Instituição não sabe quantos aguardam vaga

A Fundação Casa foi questionada sobre o número de adolescentes que acabam tendo de ficar em cadeias públicas e celas em delegacias, pela falta de vagas em suas unidades.

Porém, por meio de sua assessoria de imprensa, informou que não possui esse dado. Em nota, relatou que quando um adolescente é apreendido, a prioridade seria disponibilizar uma vaga em até 24h após a solicitação do Poder Judiciário, no centro socioeducativo mais próximo do local de origem do jovem, conforme prevê o Estatuto da Criança e do Adolescente (ECA). Porém, na impossibilidade, o jovem é encaminhado para atendimento na capital paulista.

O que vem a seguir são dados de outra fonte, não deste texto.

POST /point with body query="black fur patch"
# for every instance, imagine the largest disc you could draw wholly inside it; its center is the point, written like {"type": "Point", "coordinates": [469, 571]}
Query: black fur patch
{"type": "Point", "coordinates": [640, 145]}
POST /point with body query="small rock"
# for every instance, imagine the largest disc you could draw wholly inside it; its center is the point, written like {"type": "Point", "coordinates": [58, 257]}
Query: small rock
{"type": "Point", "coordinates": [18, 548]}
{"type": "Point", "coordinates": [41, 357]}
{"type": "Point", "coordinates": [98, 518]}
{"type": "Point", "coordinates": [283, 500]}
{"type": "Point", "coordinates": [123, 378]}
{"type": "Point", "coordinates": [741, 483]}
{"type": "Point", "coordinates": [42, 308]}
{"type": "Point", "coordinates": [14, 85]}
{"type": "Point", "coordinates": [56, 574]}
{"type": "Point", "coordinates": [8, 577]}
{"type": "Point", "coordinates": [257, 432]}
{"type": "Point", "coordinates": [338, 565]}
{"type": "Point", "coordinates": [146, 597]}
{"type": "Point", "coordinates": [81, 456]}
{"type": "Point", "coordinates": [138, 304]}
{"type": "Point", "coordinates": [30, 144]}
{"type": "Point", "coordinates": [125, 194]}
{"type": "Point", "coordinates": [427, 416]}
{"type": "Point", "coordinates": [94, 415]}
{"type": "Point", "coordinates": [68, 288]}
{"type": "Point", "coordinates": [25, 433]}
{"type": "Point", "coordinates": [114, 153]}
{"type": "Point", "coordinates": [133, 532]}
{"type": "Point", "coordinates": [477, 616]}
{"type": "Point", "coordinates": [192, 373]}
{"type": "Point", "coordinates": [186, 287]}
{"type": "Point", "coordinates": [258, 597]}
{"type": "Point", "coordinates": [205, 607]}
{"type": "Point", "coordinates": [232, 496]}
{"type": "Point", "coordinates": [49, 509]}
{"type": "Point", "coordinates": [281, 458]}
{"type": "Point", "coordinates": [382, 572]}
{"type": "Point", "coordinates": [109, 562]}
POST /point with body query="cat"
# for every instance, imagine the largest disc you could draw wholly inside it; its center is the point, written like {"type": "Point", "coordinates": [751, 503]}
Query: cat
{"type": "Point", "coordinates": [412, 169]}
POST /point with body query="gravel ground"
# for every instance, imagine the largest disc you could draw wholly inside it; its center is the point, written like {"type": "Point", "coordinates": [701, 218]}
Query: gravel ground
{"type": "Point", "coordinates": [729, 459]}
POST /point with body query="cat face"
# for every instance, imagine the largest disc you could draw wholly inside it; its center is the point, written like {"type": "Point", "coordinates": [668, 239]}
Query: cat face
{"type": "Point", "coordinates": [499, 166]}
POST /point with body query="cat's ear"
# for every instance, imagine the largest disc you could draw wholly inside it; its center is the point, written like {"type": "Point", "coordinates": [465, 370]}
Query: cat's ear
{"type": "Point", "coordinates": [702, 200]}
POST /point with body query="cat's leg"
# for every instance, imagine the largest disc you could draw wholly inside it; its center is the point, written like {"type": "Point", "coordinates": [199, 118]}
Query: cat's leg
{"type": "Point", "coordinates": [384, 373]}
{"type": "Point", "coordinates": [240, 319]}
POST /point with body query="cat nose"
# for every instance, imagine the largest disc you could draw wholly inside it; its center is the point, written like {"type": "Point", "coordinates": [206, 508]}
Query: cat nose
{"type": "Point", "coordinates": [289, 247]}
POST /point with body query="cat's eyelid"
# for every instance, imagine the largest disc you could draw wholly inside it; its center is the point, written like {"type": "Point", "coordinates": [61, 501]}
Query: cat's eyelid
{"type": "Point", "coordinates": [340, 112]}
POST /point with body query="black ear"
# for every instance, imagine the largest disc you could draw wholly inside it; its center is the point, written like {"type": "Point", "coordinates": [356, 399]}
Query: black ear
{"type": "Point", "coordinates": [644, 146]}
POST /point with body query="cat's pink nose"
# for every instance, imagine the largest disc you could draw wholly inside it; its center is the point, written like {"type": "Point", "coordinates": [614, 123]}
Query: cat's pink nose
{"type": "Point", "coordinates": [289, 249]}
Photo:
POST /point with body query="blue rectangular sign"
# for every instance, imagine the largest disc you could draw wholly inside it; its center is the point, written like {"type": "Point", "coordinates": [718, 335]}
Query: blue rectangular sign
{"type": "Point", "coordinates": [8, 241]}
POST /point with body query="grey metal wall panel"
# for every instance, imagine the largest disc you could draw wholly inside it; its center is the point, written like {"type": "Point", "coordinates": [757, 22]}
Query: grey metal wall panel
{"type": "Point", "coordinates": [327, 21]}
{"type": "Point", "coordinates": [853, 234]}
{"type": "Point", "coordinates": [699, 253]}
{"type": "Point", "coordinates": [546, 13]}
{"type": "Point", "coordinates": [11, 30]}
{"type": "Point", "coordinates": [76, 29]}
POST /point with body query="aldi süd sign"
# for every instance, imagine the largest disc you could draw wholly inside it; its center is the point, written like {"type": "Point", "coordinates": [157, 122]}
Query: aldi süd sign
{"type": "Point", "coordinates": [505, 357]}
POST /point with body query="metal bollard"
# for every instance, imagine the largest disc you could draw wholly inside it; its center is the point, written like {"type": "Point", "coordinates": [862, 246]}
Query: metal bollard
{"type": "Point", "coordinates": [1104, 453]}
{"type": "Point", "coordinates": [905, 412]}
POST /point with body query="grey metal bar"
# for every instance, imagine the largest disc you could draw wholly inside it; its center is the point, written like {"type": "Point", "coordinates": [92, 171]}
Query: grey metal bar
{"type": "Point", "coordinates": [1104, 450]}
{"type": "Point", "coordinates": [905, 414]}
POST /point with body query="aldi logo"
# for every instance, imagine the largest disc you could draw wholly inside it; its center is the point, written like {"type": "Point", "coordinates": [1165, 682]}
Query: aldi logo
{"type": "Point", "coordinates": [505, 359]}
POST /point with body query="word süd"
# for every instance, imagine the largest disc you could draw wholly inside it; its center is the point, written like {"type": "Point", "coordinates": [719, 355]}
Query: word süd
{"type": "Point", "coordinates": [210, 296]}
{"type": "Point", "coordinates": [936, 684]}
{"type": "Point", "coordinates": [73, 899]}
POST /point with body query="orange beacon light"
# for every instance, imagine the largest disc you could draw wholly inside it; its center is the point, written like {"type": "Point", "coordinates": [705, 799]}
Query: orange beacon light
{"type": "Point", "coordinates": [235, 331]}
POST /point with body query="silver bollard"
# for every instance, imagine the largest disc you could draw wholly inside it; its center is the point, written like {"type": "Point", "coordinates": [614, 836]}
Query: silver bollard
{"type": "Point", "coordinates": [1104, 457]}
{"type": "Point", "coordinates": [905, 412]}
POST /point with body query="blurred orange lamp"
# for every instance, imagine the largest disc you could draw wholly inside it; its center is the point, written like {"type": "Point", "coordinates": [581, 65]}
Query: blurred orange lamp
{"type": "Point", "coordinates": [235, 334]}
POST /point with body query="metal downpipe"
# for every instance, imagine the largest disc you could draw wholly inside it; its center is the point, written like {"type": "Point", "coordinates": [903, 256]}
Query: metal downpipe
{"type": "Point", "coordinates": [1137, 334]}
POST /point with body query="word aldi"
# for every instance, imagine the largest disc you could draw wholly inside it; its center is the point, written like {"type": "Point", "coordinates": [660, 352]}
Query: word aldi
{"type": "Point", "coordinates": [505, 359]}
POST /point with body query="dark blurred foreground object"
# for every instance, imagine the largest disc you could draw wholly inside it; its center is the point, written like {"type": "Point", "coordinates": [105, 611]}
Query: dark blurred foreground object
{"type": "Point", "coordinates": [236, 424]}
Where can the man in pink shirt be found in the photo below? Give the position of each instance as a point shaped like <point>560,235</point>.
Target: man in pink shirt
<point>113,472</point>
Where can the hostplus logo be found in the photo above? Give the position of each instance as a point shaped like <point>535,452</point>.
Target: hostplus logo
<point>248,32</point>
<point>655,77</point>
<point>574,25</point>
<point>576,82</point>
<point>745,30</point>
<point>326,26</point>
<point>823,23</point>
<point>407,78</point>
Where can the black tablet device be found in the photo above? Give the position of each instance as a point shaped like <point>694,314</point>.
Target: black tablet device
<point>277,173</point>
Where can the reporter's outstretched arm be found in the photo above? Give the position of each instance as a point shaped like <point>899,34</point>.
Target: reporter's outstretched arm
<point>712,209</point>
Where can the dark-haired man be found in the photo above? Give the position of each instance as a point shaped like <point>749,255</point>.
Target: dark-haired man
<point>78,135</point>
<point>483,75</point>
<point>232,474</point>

A instituição também lembrou do artigo 185 do ECA, que autoriza a estadia do adolescente em "seção isolada dos adultos e com instalações apropriadas, não podendo ultrapassar o prazo máximo de cinco dias", caso não haja como enviá-lo prontamente a uma unidade da Fundação Casa.

Sobre a excedência da capacidade de suas unidades, a Fundação Casa declara que possui uma autorização do Conselho Superior da Magistratura do Tribunal de Justiça de São Paulo (TJ-SP), confirmada liminarmente pelo Supremo Tribunal Federal, para que seus centros de atendimento excedam sua capacidade em até 15%. Afirma ainda que esta autorização hoje está contida nas Normas da Corregedoria do TJ-SP.

Para tentar reverter essa situação da falta de vagas, a Fundação Casa declara que entre 2006 e 2014, criou 3.889 vagas para adolescentes com a inauguração de 69 centros socioeducativos. "Atualmente, seis novos centros estão em obras - cinco deles serão entregues ainda este ano. A previsão é de que 500 novas vagas sejam criadas, sendo 260 até o fim deste ano", ressalta.

Especificamente sobre o caso dos quatro adolescentes apreendidos em Pilar do Sul e que tiveram de ficar em celas do Plantão Policial Sul de Sorocaba, a Fundação Casa comenta que nos casos de tráfico de drogas, "por não haver violência ou grave ameaça a pessoa, os jovens devem receber medidas mais brandas, não havendo necessidade, portanto, de anterior internação provisória". "O excesso de aplicação de internação provisória e internação por tráfico tem gerado uma dificuldade momentânea de concessão de vagas pela Fundação em algumas regiões, sendo que, na ausência delas, o adolescente é encaminhado para atendimento na capital paulista", complementa a nota. (A.M.)